Largest canopy on a living tree
Who
Thimmamma Marrimanu, Indian banyan, Ficus benghalensis
Where
India (Anantapur)
When
2020

Throughout the tropical world, many species of fig (Ficus) behave as banyans. Banyans spread by sending down cord-like appendages from horizontal branches that root when they touch the ground and become trunks. The trunks are quite strong and can support a portion of the canopy. Old trees can have hundreds or even thousands of these support trunks and their combined crowns can cover a hectare or more. The species that by far covers the greatest area is the Indian banyan (Ficus benghalensis), the national tree of India and often associated with shrines. Currently, India has six banyans that occupy one hectare or more. The largest is Thimmamma Marrimanu, located in Anantapur, Andhra Pradesh. Legend has it that a woman named Thimmamma threw herself on the funeral pyre of her dead husband in 1434 and one of the pyre poles spouted to become a young tree. Thimmamma Marrimanu’s combined crowns merge to occupy 2.19 hectares (5.41 acres), an area equivalent to three soccer fields. The roughly elliptical canopy spans approximately 190 m long by 145 m wide (623 x 476 ft) and is supported by nearly 4,000 prop roots.
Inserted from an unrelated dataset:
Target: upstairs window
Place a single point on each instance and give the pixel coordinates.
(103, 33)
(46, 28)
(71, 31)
Arguably the most famous banyan tree, albeit slightly smaller than Thimmamma Marrimanu, is The Great Banyan, located in the Indian Botanical Garden of Kolkata, West Bengal, with >3,000 supporting trunks. The combined crowns occupy 1.65 hectares (4 acres), forming a roughly circular canopy 145 m (476 ft) in diameter. While not nearly as old as some of the other giant banyans, this one is at least 250 years old, and retained its original stem until 1925. The tallest portion of the entire plant is only 24.5 m (80 ft).

It's worth noting that there are even larger clonal trees, such as quaking aspen (Populus tremuloides), which are technically a single organism, but the canopy cannot be compared with banyan trees as it is more like a forest with lots of gaps between the trees. The largest known individual clone, named Pando, grows in the Wasatch Mountains of Utah, USA, and has a single root system that covers 43.6 hectares (107.7 acres) and contains 47,000 individual stems. With an estimated total weight of 6,000 tonnes (6,614 US tons), it is deemed the world’s heaviest organism. Age is debated, but some dendrologists put it at 14,000 years or more, which would also make it the world’s oldest living organism.